With the internet employment clearing houses you can find people with EXACTLY the skills you think you need as an employer. No one you have now will be that in their eyes. There is no time to train you, to develop you, to grow you even if you have given them 15 good years, they want what they want and they want it now. That means they will go outside to get it.

So what do you do when you hear the harvester in the distance? Do all the preparations, do all the polishing, do all the resume development and take it to the marketplace. There is where you will find someone looking for exactly what YOU are. There is your place to grow and be what you want to be.

Don’t want to really leave that comfortable company you have been at? Then once you have an offer from someone else, bring it back to the home business. Tell them you have an outside offer but would like to stay at home. When they see that another business or competitor has seen value in you that they did not, they might just have a new look and give you that position you have been thinking of. Your validation by an outside company is much more valuable than your supposition that inside the business they really do recognize your full suite of abilities. If not, take the walk and get over it.

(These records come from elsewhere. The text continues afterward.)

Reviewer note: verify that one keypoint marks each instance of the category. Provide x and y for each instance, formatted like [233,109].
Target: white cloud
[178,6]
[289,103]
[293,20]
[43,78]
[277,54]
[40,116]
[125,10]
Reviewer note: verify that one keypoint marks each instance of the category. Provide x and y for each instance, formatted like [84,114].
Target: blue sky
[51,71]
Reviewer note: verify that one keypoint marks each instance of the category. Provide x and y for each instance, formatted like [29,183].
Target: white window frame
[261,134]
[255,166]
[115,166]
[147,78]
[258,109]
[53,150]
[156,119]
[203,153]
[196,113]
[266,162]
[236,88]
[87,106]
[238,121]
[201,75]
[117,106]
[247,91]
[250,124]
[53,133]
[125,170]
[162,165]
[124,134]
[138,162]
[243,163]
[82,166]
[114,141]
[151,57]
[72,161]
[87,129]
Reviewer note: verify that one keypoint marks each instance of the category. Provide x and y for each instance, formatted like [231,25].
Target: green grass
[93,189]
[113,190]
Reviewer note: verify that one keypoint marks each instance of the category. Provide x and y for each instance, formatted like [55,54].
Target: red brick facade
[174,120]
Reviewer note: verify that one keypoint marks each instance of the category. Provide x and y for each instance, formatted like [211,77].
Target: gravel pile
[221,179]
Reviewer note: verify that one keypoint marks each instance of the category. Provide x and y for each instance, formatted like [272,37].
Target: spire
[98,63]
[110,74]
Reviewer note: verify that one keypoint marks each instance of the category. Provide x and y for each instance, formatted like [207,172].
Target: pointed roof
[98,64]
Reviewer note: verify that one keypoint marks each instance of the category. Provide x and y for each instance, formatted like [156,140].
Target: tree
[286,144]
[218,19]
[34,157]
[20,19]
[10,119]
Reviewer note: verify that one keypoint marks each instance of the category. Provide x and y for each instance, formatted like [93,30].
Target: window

Several times in my career I have staffed myself out of my job by developing and promoting people from the team. On some occasions the company had nothing else for me to do and we parted on good terms. The rest of the time the company gave me something else to do but each time it turned into the cornfield.

And you can never forget that once the corn ripens, it will be harvested. No one leaves mature corn on the stalk.

Please don’t misunderstand, there are some firms that are exceptions to the rule and promote from within as a priority (one of them a much misunderstood big box retailer). And my wish for you is that you are not in a cornfield, and don’t end up in one someday but if you do, don’t follow the best solution as noted in the WSJ article.

“Spend more time preparing for an in-house move than for an outside vacancy. Internal hiring managers expect you to grasp every nuance of the business because you enjoy tremendous access to co-workers and corporate data.”

WRONG! Spend more time getting an outside job and bring back that acceptance in the marketplace to your current employer and your chances of staying (if that is what you really want to do) are better. You will never meet the standards of internal managers. Again, they can know too much about you and you about them and that is a deal breaker right from the start.

Bring credibility and credentials validated by your marketplace. That is the prize winning ear of corn. Otherwise, take on the new farm and see how you can do with tomatoes!